We know nutrition pros load up on wild salmon, ancient grains and kale, but what virtuous-seeming fare will you never find on their plates? Here are the health-halo items they leave right on the shelves.
No-Sugar-Added Ice Cream
“I never buy no-sugar-added or light ice creams. The no-sugar-added types may have up to 18 additional ingredients, including artificial sweeteners that can even produce a laxative effect! Go for the real thing—not only will you be more satisfied with less, you’ll be doing your health and digestive system a favor.” —Maggie Michalczyk, RD, a nutritionist in New York City.
Health.com: How to Eliminate Sugar From Your Diet in 21 Days
Puffed Veggie Chips
“I stay away from puffed veggie chips like Pirate’s Booty and Veggie Straws. When you look at the ingredient list you’ll generally find not just veggies, but a long list of additives such as potato starch, corn starch, white rice flour, and soy flour. And they often pack around 130 calories per serving, only about 20 less than potato chips. If you have to have a veggie chip, go with the Terra ones instead.” —Cynthia Sass, RD, author of Slim Down Now and Health contributor.
Powdered Peanut Butter
“People think powdered peanut butter is healthier because it has fewer calories and less fat. But one of the best things about peanut butter is that it’s loaded with healthy fats, which also help make it satisfying. So I only buy the real stuff.” —Christy Harrison, RD, MPH, a certified intuitive eating counselor and host of Food Psych podcast.

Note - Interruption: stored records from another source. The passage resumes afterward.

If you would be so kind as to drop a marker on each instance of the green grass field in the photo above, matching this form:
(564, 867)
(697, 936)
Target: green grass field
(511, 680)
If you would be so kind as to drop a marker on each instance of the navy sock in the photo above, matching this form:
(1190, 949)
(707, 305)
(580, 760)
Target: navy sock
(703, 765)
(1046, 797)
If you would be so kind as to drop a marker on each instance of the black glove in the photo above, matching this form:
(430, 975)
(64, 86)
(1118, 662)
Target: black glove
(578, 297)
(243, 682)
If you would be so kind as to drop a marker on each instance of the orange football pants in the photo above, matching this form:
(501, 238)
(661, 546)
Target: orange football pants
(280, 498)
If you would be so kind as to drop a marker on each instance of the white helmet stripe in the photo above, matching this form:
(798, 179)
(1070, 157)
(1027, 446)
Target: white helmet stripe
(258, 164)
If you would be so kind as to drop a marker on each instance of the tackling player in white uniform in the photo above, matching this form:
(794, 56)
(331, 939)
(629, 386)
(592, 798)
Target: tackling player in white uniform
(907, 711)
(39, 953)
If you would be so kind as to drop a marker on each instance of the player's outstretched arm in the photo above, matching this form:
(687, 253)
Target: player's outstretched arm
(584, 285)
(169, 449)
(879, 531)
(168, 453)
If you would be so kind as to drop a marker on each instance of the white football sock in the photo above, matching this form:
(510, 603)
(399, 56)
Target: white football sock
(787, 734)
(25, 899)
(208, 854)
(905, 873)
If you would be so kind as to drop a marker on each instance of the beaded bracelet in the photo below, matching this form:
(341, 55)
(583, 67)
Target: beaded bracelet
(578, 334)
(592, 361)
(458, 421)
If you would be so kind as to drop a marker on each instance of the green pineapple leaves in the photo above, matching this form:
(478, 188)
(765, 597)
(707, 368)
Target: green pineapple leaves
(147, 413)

Health.com: The Best Meal Kit Services for Healthy Eaters
Most Commercial Salad Dressings
“They can contain highly processed oils or partially hydrogenated oils, added sugar, high fructose corn syrup, artificial sweeteners, and artificial colors. Choose one with ingredients you can pronounce like olive oil, sea salt, lemon, apple cider vinegar, herbs, spices. My go-to homemade dressing is: 3/4 cup olive oil, 1/4 cup apple cider vinegar, 1/2 fresh lemon juiced, 1 tablespoon of real maple syrup, 1 teaspoon garlic powder, a pinch of salt and pepper. ” —Megan Roosevelt, RD, founder and host of The Healthy Grocery Girl Cooking Show on YouTube.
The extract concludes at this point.